# Adversarial Search: Solving Tic-Tac-Toe with Heuristic Alpha-Beta Tree Search

## Introduction 

Multiplayer games can be implemented as:
1. Nondeterministic actions: The opponent is seen as part of an environment with nondeterministic actions. Non-determinism is the result of the unknown opponent's moves. 
2. Optimal Decisions: Minimax search (search complete game tree) and alpha-beta pruning.
3. __Heuristic Alpha-Beta Tree Search:__ Cut off tree search and use heuristic to estimate state value. 
4. Monte Carlo Tree search: Simulate playouts to estimate state value. 

Here we will implement search for Tic-Tac-Toe (see [rules](https://en.wikipedia.org/wiki/Tic-tac-toe)). The game is a __zero-sum game__: Win by x results in +1, win by o in -1 and a tie has a value of 0. Max plays x and tries to maximize the outcome while Min plays o and tries to minimize the outcome.   

We will implement

TODO

The algorithms search the game tree and we could return a conditional plan (or partial plan if cut offs are used), but the implementation here only identifies and returns the optimal next move.

## State Space and Search Tree Size

Each state is a possible board. Each of the 9 squares can have 3 values (empty, x and o), but some boards are impossible (where a player has several sequences of 3).The number of states in the state space graph is less than:

In [1]:
3**9

19683

A search tree (called game tree) can be superimposed on the state space graph. Note that a state can be in several branches of the tree resulting in more notes. 

* The complete search tree has a maximal depth $m=9$.
* The max branching factor $b=9$ (for first move).

DFS has a time complecity of $O(b^m)$ and a space complexity of $O(bm)$.

In [2]:
9**9

387420489

The search tree has $9 \times 8 \times \dots \times 2 \times 1$ many terminal nodes.
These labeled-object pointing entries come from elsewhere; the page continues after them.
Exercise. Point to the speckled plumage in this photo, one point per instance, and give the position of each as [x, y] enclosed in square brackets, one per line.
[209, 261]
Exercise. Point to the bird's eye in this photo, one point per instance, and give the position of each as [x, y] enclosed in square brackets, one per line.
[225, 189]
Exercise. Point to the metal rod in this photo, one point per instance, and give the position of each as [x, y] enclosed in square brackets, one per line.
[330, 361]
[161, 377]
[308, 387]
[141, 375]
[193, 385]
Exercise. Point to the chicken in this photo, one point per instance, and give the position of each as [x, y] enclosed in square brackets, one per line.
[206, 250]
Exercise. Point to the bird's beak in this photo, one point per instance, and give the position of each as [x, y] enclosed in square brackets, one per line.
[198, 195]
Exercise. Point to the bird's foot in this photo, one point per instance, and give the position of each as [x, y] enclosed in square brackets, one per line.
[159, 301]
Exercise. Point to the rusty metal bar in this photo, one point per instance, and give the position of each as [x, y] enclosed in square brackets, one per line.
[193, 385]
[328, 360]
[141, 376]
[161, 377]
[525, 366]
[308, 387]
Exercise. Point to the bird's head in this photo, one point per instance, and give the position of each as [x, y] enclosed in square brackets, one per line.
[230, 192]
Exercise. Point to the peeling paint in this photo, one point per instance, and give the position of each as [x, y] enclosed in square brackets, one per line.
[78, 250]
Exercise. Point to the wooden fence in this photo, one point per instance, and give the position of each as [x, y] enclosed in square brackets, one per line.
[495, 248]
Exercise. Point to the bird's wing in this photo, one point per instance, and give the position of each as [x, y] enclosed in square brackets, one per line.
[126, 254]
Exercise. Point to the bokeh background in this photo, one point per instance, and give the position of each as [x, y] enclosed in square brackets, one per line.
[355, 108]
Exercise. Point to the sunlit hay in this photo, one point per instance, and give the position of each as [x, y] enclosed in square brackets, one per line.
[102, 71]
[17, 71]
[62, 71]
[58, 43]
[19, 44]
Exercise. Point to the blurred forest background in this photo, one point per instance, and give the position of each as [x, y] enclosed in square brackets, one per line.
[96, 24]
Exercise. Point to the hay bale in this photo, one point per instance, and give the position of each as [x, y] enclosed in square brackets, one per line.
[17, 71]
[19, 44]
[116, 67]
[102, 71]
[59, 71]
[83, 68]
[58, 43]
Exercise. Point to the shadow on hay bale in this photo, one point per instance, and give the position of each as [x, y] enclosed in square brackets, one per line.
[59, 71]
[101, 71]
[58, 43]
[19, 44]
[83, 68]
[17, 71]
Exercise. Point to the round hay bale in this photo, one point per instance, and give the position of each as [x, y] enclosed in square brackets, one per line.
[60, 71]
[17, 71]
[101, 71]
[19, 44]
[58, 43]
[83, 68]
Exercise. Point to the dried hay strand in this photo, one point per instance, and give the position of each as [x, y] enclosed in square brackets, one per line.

This is equivalent to the number of permutations of the sequence 1 through 9:

In [3]:
import math

math.factorial(9)

362880

The number of terminal nodes of the complete search tree are less than (some are not possible because a player won twice, etc. We can reach a complete board with that many sequences. Some sequences are cut short because of a win and therefore there are less terminal notes.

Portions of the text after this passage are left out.